In 1999 Delphi Automotive Systems became independent from General Motors and as it began to gain business its different systems became more distinctive. In 2001, Delphi introduced the first full modular door system and in 2002 added cockpit modules to its portfolio. Also in 2002, the company was renamed Delphi Corporation.
In 2000, Meritor Automotive merged with Arvin Industries to create ArvinMeritor, Inc. Later in 2007, the company formed its Body Systems business unit, which had combined the former doors business units from Wilmot Breeden and CIM with the sunroofs business of Golde GmbH.
In 2008, the Renco Group, Inc. acquired Delphi's global Interiors and Closures businesses from Delphi Corporation and renamed the business Inteva Products, LLC.

=== 2008–Today ===
Inteva established its global headquarters in Troy, Michigan and began operations with 30 global locations. From its start, the company has produced interior and closure systems for several original equipment manufacturers (OEMs) worldwide. In 2011, Inteva acquired the Body Systems unit of ArvinMeritor which expanded its product lines to include roof systems, motors and electronics. Since its foundation in 2008, Inteva has added new sites, reaching a total of 46 locations on 5 continents. It also opened several new technical centers, testing and measurement labs, and design studios to optimize its capabilities. In December 2025, it was announced Inteva had acquired portions of International Automotive Components Group's European business, for an undisclosed amount.

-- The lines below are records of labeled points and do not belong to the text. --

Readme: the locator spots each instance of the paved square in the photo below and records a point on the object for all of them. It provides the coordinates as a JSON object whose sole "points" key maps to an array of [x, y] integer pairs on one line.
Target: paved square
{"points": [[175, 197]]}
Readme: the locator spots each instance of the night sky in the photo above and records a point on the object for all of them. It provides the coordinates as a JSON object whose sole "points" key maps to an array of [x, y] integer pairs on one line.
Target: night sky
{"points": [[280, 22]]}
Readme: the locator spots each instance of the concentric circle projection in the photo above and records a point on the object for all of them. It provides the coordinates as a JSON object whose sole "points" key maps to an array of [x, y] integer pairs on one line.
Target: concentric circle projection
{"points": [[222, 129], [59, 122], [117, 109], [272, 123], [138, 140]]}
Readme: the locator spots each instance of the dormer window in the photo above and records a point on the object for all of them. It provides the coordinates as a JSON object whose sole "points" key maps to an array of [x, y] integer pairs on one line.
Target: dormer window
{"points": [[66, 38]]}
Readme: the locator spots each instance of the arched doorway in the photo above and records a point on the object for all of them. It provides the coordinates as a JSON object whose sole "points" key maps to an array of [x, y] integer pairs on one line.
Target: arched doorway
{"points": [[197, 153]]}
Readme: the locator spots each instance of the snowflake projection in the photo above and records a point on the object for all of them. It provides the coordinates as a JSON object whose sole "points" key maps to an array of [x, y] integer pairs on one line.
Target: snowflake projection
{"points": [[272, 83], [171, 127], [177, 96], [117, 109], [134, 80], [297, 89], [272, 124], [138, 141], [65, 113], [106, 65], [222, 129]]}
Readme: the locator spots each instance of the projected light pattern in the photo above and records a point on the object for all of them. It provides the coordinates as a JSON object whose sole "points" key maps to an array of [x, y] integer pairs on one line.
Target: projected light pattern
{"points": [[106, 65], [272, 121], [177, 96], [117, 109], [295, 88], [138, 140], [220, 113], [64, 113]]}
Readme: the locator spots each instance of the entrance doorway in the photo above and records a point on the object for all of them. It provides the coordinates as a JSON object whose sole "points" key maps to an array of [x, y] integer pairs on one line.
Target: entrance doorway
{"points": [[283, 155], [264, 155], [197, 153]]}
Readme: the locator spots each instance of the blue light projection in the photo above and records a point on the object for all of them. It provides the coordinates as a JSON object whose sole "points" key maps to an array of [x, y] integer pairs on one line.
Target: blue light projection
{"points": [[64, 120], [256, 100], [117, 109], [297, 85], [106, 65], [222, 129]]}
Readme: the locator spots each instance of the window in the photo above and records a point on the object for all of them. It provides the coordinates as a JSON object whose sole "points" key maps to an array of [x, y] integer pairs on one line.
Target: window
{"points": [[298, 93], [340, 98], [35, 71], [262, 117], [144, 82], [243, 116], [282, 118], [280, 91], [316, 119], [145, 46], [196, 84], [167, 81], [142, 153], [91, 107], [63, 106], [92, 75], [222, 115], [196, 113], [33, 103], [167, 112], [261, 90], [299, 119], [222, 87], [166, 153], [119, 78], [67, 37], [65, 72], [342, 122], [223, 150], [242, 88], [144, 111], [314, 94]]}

IAC supply automotive interior systems and components.

===Milestones===
- 2023 – opening of new regional technical center in Queretaro, Queretaro, Mexico
- 2019 – CIE Automotive acquires the Roofs division of Inteva Products
- 2017 – opening of new manufacturing plant in Silao, Guanajuato, Mexico
- 2016 – opening of new manufacturing plant in Oradea, Romania
- 2016 – opening of new manufacturing plant in Zhenjiang, China
- 2016 – opening of new manufacturing plant in Rychnov, Czech Republic
- 2016 – opening of new technical center in Bangalore, India
- 2016 – opening of new corporate office and logistics center in Amsterdam, Netherlands
- 2012 – opening of new manufacturing plant in Pune, India
- 2012 – Expansion of Inteva's Asia-Pacific footprint to Western China with the opening of Roof Systems manufacturing plant in Chengdu
- 2011 – Grand opening of new manufacturing and technical center in Cordeiropolis, Brazil
- 2011 – Acquisition of ArvinMeritor's body systems business, doubling the company's size and presence in Europe, Asia and the Americas
- 2008 – Inteva Products is established from Delphi's Interior & Closure Systems division
- 2005 – Delphi, Inteva's predecessor, develops a powdered form of TPO (Thermoplastic Polyolefin) that can be used in slush molding process
- 1997 – Delphi is first automotive interior supplier to introduce TPO in extruded-sheet form for use in the thermoforming process of instrument panel skins

==Products==
Inteva's development capabilities include in-house design, rapid prototyping, testing resources and R&D centers on 3 continents. Inteva makes three product lines:
- Closure Systems – Inteva produces door latches, compartment latches, associated strikers and electronic actuators.
- Interior Systems – Inteva's interiors offer components and modules for vehicle interiors from instrument panels, consoles and door trim to cockpits and headliners.